Tuesday May 26th 2026 5:30 PM - 5:30 PM

What We Get Wrong About Culture: Ethnography & Learning from Cultural Complexity
A Lecture by Dr. Mary Yoko Brannen, Professor Emerita, San Jose University
Presented by the Center for Japanese Studies

In today’s globalized world, a deep understanding of how culture affects our day-to-day lives is critical to promote healthy social and organizational relations. Yet, simplified, statistically-testable measures of national culture leave people stereotype-rich but operationally poor in real-world interactions. “Culture” is often used synonymously with national culture. It is substantially more complex than this and is made up of multi-faceted interacting spheres of culture (national, regional, institutional, organizational, functional) differentially enacted by individuals many of whom are multicultural themselves. Current social and organizational settings are therefore rife with multilevel cultural interactions as individuals with diverging cultural assumptions are brought together in real time (often virtually) across distance and differentiated contexts. Consequently, traditional approaches to understanding culture based on nationality fall short of adequately capturing culture’s complexity.

In this presentation, Dr. Brannen will draw upon illustrative case examples from her recently published book, Ethnography in International Business: Learning from the Field (Cambridge University Press), to discuss new ways of understanding and learning from culture’s complexity.

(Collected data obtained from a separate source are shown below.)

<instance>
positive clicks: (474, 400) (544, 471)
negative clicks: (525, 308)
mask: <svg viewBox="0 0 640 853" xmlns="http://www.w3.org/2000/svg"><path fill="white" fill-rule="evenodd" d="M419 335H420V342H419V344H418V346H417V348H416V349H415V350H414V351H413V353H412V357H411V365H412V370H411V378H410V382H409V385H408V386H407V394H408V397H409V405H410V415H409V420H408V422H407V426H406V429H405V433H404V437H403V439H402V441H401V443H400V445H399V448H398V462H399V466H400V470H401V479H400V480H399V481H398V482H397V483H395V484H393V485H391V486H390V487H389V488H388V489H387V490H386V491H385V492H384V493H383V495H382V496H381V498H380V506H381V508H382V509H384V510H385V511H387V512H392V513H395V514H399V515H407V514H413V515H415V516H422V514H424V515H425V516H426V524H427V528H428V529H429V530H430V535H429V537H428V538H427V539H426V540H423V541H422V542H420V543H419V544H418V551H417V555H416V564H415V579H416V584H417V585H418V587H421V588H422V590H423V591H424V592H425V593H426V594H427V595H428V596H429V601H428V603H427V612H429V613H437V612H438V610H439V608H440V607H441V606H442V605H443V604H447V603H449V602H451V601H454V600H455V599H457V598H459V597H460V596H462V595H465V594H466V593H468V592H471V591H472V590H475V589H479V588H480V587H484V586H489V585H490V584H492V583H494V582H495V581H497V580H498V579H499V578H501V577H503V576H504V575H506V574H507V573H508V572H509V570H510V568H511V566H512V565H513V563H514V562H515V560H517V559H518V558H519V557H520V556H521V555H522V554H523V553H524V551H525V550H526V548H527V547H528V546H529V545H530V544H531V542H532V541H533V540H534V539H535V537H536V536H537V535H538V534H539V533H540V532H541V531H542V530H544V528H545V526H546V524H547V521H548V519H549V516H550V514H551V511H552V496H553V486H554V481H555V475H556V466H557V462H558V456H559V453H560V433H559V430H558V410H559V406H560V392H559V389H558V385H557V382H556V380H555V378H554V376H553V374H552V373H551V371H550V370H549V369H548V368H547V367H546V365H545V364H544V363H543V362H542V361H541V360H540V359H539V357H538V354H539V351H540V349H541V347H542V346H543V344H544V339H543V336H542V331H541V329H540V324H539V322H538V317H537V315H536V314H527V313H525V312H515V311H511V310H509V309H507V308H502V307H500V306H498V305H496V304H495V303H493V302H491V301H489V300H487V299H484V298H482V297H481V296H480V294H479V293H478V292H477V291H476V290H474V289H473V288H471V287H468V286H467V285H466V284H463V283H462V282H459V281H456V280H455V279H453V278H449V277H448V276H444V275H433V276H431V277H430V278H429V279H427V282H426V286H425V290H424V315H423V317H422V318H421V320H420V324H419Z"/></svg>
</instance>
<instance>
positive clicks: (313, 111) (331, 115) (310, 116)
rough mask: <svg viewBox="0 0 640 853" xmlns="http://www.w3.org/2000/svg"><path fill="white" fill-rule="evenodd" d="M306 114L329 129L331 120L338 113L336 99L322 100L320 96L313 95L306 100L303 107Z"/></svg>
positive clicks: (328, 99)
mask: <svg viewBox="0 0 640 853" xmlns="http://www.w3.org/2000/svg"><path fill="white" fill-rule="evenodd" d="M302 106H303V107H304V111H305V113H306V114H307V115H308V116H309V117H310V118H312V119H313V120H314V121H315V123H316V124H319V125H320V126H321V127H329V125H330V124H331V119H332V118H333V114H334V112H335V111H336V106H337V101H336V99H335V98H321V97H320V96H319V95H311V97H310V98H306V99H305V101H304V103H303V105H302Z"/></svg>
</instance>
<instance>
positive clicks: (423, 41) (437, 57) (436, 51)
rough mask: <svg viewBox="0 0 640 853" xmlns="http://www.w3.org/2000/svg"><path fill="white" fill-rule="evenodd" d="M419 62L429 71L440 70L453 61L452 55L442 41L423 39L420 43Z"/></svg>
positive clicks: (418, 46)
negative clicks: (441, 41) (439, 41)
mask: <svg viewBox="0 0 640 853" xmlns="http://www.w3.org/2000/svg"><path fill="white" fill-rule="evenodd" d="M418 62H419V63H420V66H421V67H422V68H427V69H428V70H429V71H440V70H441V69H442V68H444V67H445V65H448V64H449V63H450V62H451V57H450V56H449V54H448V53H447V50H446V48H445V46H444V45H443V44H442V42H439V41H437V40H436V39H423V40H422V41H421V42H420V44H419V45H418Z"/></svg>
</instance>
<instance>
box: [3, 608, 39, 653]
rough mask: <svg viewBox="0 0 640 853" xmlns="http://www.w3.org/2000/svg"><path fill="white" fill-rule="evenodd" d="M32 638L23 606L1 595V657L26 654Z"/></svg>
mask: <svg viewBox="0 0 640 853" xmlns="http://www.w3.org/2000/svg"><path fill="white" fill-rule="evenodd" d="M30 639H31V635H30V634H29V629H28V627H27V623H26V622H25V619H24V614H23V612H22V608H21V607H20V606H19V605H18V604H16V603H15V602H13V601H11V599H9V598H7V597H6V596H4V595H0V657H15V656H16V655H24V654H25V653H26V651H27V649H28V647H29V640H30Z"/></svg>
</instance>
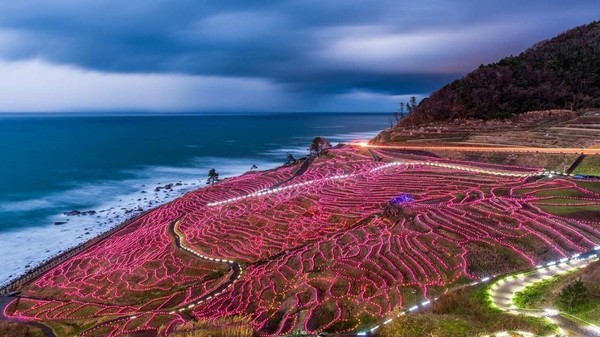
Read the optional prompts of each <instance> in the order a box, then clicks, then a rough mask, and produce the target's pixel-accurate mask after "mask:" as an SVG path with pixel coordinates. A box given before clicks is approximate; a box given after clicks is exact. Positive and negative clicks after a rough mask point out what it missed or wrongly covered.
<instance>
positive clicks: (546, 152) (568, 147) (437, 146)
mask: <svg viewBox="0 0 600 337" xmlns="http://www.w3.org/2000/svg"><path fill="white" fill-rule="evenodd" d="M355 145H358V146H360V147H369V148H377V149H398V150H425V151H474V152H522V153H555V154H585V155H588V154H600V148H576V147H565V148H547V147H510V146H441V145H436V146H426V145H421V146H419V145H377V144H369V143H367V142H359V143H355Z"/></svg>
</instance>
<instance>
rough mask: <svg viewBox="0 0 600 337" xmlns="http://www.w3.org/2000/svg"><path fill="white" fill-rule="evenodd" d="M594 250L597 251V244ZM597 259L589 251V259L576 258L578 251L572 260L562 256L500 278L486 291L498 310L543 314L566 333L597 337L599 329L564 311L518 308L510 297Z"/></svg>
mask: <svg viewBox="0 0 600 337" xmlns="http://www.w3.org/2000/svg"><path fill="white" fill-rule="evenodd" d="M596 250H600V247H596ZM597 260H598V258H597V255H596V254H592V255H590V256H589V257H588V258H581V259H580V258H579V254H577V255H575V256H573V257H572V258H571V259H562V260H560V261H555V262H552V263H548V264H546V265H545V266H541V267H540V268H537V269H535V270H533V271H531V272H527V273H523V274H518V275H514V276H508V277H505V278H502V279H500V280H498V281H497V282H495V283H494V284H492V286H491V288H490V291H489V293H490V296H491V299H492V302H493V304H494V305H495V306H496V307H498V308H499V309H501V310H504V311H506V312H508V313H511V314H515V315H520V314H523V315H528V316H535V317H546V318H548V319H549V320H550V321H552V322H553V323H555V324H557V325H558V326H559V327H560V329H561V330H562V333H563V334H564V333H566V335H567V336H593V337H600V328H598V327H596V326H593V325H590V324H586V323H587V322H585V323H582V324H578V323H575V322H573V321H570V320H568V319H566V318H564V317H562V316H563V315H565V314H562V313H559V312H558V311H556V310H553V309H545V310H528V309H519V308H517V307H516V306H515V305H514V304H513V298H514V296H515V294H516V293H517V292H519V291H521V290H523V289H525V288H527V287H529V286H531V285H533V284H535V283H537V282H540V281H543V280H545V279H548V278H550V277H552V276H555V275H558V274H562V273H566V272H569V271H573V270H575V269H580V268H584V267H586V266H587V265H588V264H589V263H590V262H592V261H597ZM559 314H560V315H559ZM569 316H570V315H569ZM550 317H552V318H550Z"/></svg>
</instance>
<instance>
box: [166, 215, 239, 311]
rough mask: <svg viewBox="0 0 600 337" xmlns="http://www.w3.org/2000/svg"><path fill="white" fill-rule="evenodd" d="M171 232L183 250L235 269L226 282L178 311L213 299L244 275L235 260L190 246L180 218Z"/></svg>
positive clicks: (190, 308)
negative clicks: (179, 223)
mask: <svg viewBox="0 0 600 337" xmlns="http://www.w3.org/2000/svg"><path fill="white" fill-rule="evenodd" d="M169 233H170V234H171V235H172V236H173V237H174V239H175V245H176V246H177V248H179V249H182V250H184V251H186V252H188V253H189V254H192V255H194V257H196V258H198V259H201V260H207V261H212V262H222V263H227V264H228V265H229V267H230V268H231V270H232V271H233V273H232V274H231V276H229V280H227V282H225V283H223V284H221V285H220V286H218V287H217V288H215V289H213V290H211V291H210V292H209V293H207V294H205V295H204V296H202V297H201V298H199V299H198V300H196V301H195V302H193V303H189V304H187V305H186V306H184V307H181V308H179V309H177V310H176V311H177V312H183V311H186V310H189V309H192V308H194V307H195V306H196V305H198V304H202V303H203V302H204V301H206V300H209V299H212V298H213V297H215V296H217V295H219V294H221V293H222V292H224V291H225V290H226V289H227V288H229V287H231V286H232V285H233V283H234V282H235V281H237V280H238V279H239V278H240V277H241V276H242V274H243V272H244V271H243V270H242V266H241V265H240V264H239V263H237V262H235V261H233V260H227V259H221V258H214V257H209V256H205V255H202V254H201V253H199V252H197V251H196V250H194V249H193V248H191V247H190V246H188V244H187V242H186V240H185V237H184V235H183V233H181V231H180V230H179V220H177V221H175V222H172V223H171V224H170V225H169ZM172 313H175V311H173V312H172Z"/></svg>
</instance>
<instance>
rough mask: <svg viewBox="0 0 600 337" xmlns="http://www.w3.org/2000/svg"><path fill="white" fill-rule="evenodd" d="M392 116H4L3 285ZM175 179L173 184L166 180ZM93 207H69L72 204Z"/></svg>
mask: <svg viewBox="0 0 600 337" xmlns="http://www.w3.org/2000/svg"><path fill="white" fill-rule="evenodd" d="M390 115H391V114H373V113H369V114H356V113H353V114H340V113H335V114H333V113H322V114H314V113H313V114H299V113H297V114H296V113H295V114H255V115H248V114H243V115H234V114H227V115H223V114H202V115H189V114H185V115H181V114H180V115H177V114H164V115H148V114H129V115H128V114H123V115H103V116H99V115H95V116H90V115H84V114H80V115H76V114H69V115H56V114H39V115H19V114H4V115H0V267H1V268H0V284H3V283H6V282H8V281H9V280H10V279H12V278H14V277H16V276H18V275H20V274H21V273H23V272H24V271H25V270H27V269H28V268H32V267H34V266H35V265H37V264H39V263H40V262H42V261H43V260H45V259H47V258H49V257H51V256H53V255H55V254H57V253H59V252H61V251H63V250H66V249H68V248H70V247H72V246H75V245H77V244H79V243H81V242H83V241H85V240H88V239H90V238H92V237H94V236H95V235H98V234H99V233H102V232H104V231H106V230H108V229H110V228H112V227H114V226H116V225H118V224H119V223H121V222H123V221H124V220H125V219H127V218H128V217H130V216H133V215H135V214H137V213H138V212H139V211H141V210H146V209H149V208H152V207H156V206H158V205H160V204H162V203H165V202H167V201H169V200H172V199H174V198H176V197H178V196H180V195H182V194H183V193H185V192H187V191H190V190H193V189H196V188H200V187H203V186H206V185H205V181H206V177H207V173H208V170H209V169H211V168H215V169H216V170H217V172H218V173H219V175H220V176H221V177H228V176H233V175H238V174H241V173H244V172H246V171H248V170H250V169H251V167H252V166H253V165H256V166H257V167H258V170H265V169H270V168H274V167H276V166H279V165H281V164H283V162H284V161H285V159H286V155H287V153H288V152H289V153H292V154H293V155H294V156H295V157H297V158H298V157H302V156H304V155H306V154H307V152H308V150H307V148H308V145H309V143H310V141H311V139H312V138H313V137H315V136H323V137H326V138H328V139H329V140H330V141H331V142H332V143H337V142H348V141H352V140H359V139H361V140H366V139H370V138H372V137H373V136H375V135H376V134H377V133H378V132H379V131H380V130H382V129H384V128H386V127H388V126H389V117H390ZM168 184H172V186H171V188H170V189H164V188H160V189H159V190H158V191H156V188H157V187H164V186H165V185H168ZM74 210H76V211H93V212H89V213H86V214H84V215H65V214H64V213H66V212H70V211H74Z"/></svg>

5:30 PM | Tuesday, May 26, 2026
Smith Memorial Student Union
Room 327/8/9
Free & Open to the Public
Please use main entrance on SW Broadway

Mary Yoko Brannen, MBA, PhD, Dr. Merc. H.C., is Professor Emerita at San José State University and Honorary Professor of International Business at the Copenhagen Business School. Professor Brannen pioneered the use of ethnographic methods in International Business to understand and theorize from complex cultural phenomena. Her early in-depth studies of the internationalization of large multinational firms such as Disney and NSK Ball Bearings are noted for contributing the constructs of negotiated culture, recontextualization, and biculturals as natural boundary-spanners to the field. She currently sits on the Advisory Boards of the Master of International Business at the Stockholm School of Economics in Sweden, the Migration, Business and Society Advisory Board at the Vienna University of Economics and Business in Austria, and the Center for Japanese Studies at Portland State University in the U.S. Her expertise in multinational affairs is evident in her research, consulting, teaching, and personal background. Born and raised in Japan, having studied in the US, France and Spain, and having worked as a cross-cultural consultant for over 40 years to various Fortune 100 companies she brings a multi-faceted, deep knowledge of today’s complex cultural business environment to understanding today’s global organizations.